CHECK MY WORK HERE
Build an ETL pipeline using Apache Airflow.
Apache Airflow
is an open-source platform for developing, scheduling, and monitoring batch-oriented workflows.
Airflow’s extensible Python framework enables you to build workflows connecting with virtually any technology. A web interface helps manage the state of your workflows. Airflow is deployable in many ways, varying from a single process on your laptop to a distributed setup to support even the biggest workflows.
Airflow Docs: https://airflow.apache.org/docs/
-
Python 3.8 or higher
-
Create and activate a virtual environment
python -m venv venv
On Linux
source venv/bin/activate
On Windows
venv\Scripts\activate
deactivate
Export AIRFLOW_HOME before installing dependencies
export AIRFLOW_HOME="your_desired_airflow_location"
Install dependencies
pip install -r requirements.txt
Show Info about Airflow Env
airflow info
Display Airflow cheat sheet
airflow cheat-sheet
Set load_examples to False in airflow.cfg if you don't want to load tutorial dags and examples, before you execute the next command
Migrate airflow database
airflow db migrate
Create an Admin user
airflow users create \
--username admin \
--firstname first_name_example \
--lastname last_name_example \
--role Admin \
--email your_email@example.com
Start all components
airflow standalone
- Access Airflow UI at: http://localhost:8080, and enter your login information
- In this assignment, you will be asked to write, refactor, and test code.
- Make sure you respect clean code guidelines.
- Read the assignment carefully.
- You are invited to build an ETL pipline using Ariflow in this assignment.
- Data Location:
source/jobs.csv
Data description
Your target data is located in the context column. It's a json data that needs to be cleaned, transformed and saved to an sqlite database
Provided by default:
- Pipline structure with necessary tasks under
dags/etl.py
. - SQL Query for tables creation.
- The blueprint task functions that needs to be completed.
The code of the etl is grouped into one Python (dags/etl.py
) script with makes it long, unoptimized, hard to read, hard to maintain, and hard to upgrade.
Your job is to:
- Rewrite the code while respecting clean code guidelines.
- Refactor the script and dissociate the tasks, and domains.
Fill in the necessary code for tasks: Extract, Transform, Load.

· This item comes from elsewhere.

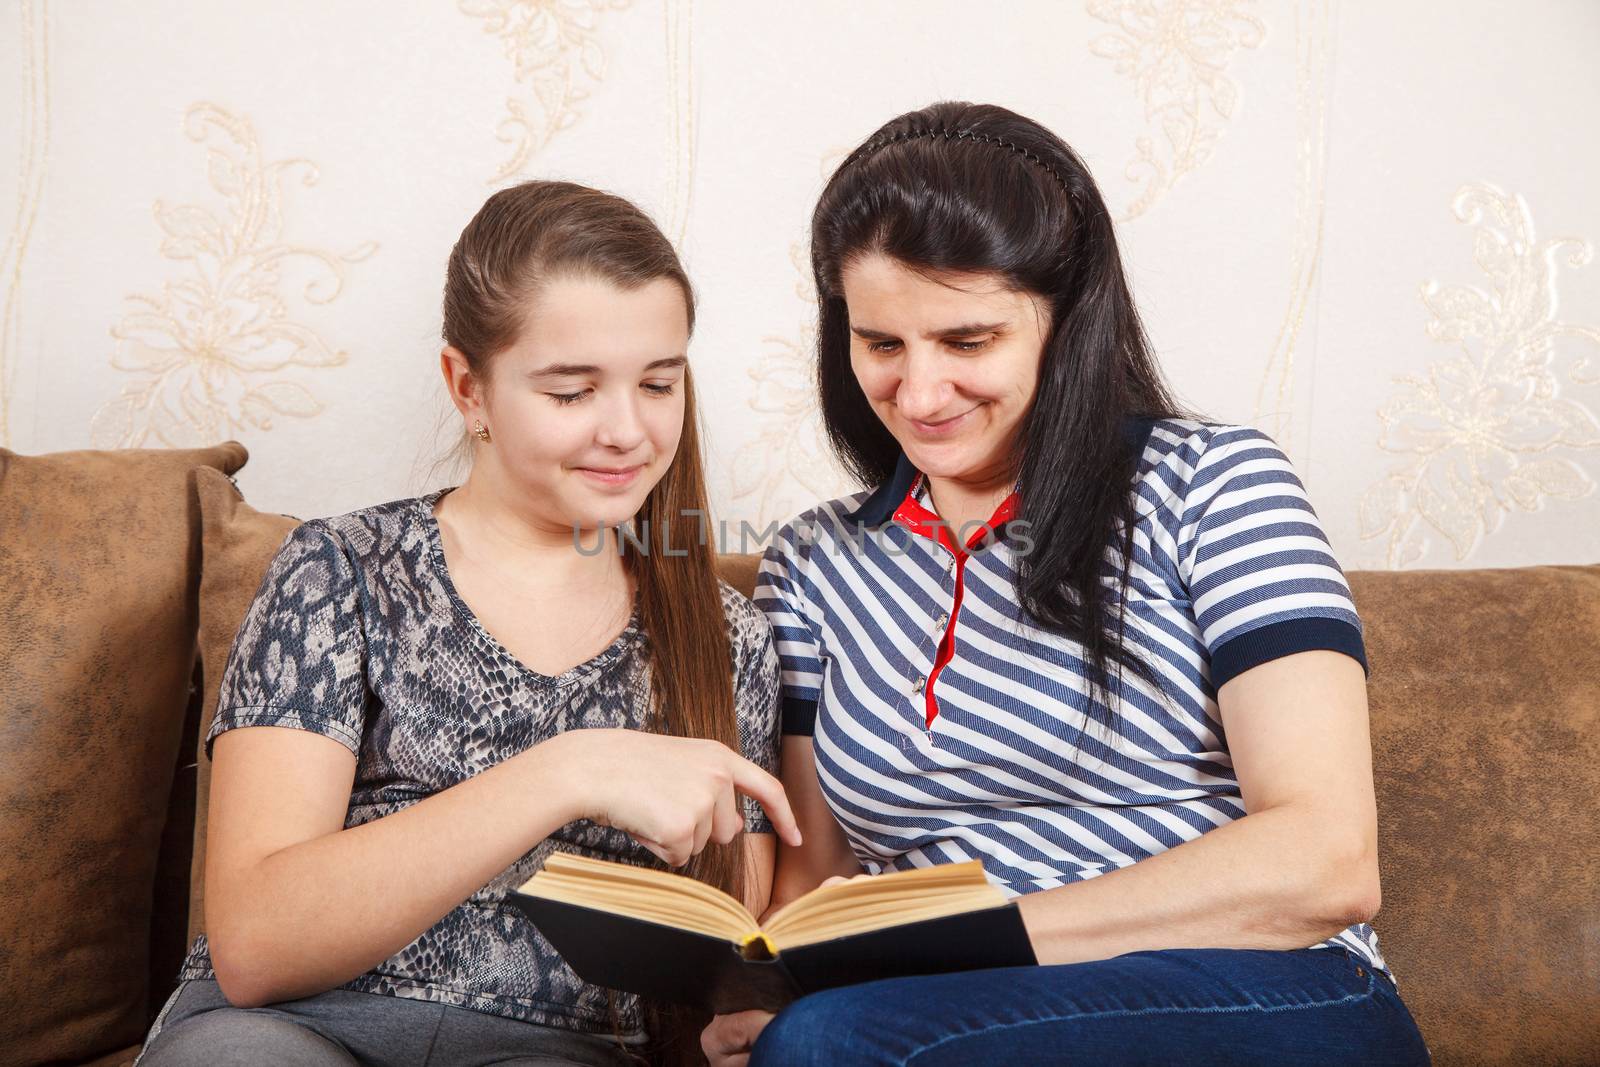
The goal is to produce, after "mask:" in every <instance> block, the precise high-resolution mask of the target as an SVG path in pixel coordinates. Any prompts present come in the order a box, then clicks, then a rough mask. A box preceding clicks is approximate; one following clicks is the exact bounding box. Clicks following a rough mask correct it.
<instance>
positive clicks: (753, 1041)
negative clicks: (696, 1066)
mask: <svg viewBox="0 0 1600 1067" xmlns="http://www.w3.org/2000/svg"><path fill="white" fill-rule="evenodd" d="M771 1021H773V1013H771V1011H736V1013H733V1014H731V1016H712V1021H710V1025H707V1027H706V1029H704V1030H701V1051H704V1053H706V1061H707V1062H709V1064H710V1067H746V1064H749V1062H750V1049H752V1048H755V1038H758V1037H762V1030H765V1029H766V1024H768V1022H771Z"/></svg>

Read the Dataframe from source/jobs.csv
, extract the context column data, and save each item to staging/extracted
as a text file.
Read the extracted text files from staging/extracted
as json, clean the job description, transform the schema, and save each item to staging/transformed
as json file.
The desired schema from the transform job:
{
"job": {
"title": "job_title",
"industry": "job_industry",
"description": "job_description",
"employment_type": "job_employment_type",
"date_posted": "job_date_posted",
},
"company": {
"name": "company_name",
"link": "company_linkedin_link",
},
"education": {
"required_credential": "job_required_credential",
},
"experience": {
"months_of_experience": "job_months_of_experience",
"seniority_level": "seniority_level",
},
"salary": {
"currency": "salary_currency",
"min_value": "salary_min_value",
"max_value": "salary_max_value",
"unit": "salary_unit",
},
"location": {
"country": "country",
"locality": "locality",
"region": "region",
"postal_code": "postal_code",
"street_address": "street_address",
"latitude": "latitude",
"longitude": "longitude",
},
}
Read the transformed data from staging/transformed
, and save it to the sqlite database.
As mentioned previously, your code should be unit tested.
Hints: Use pytest for your unit tests as well as mocks for external services.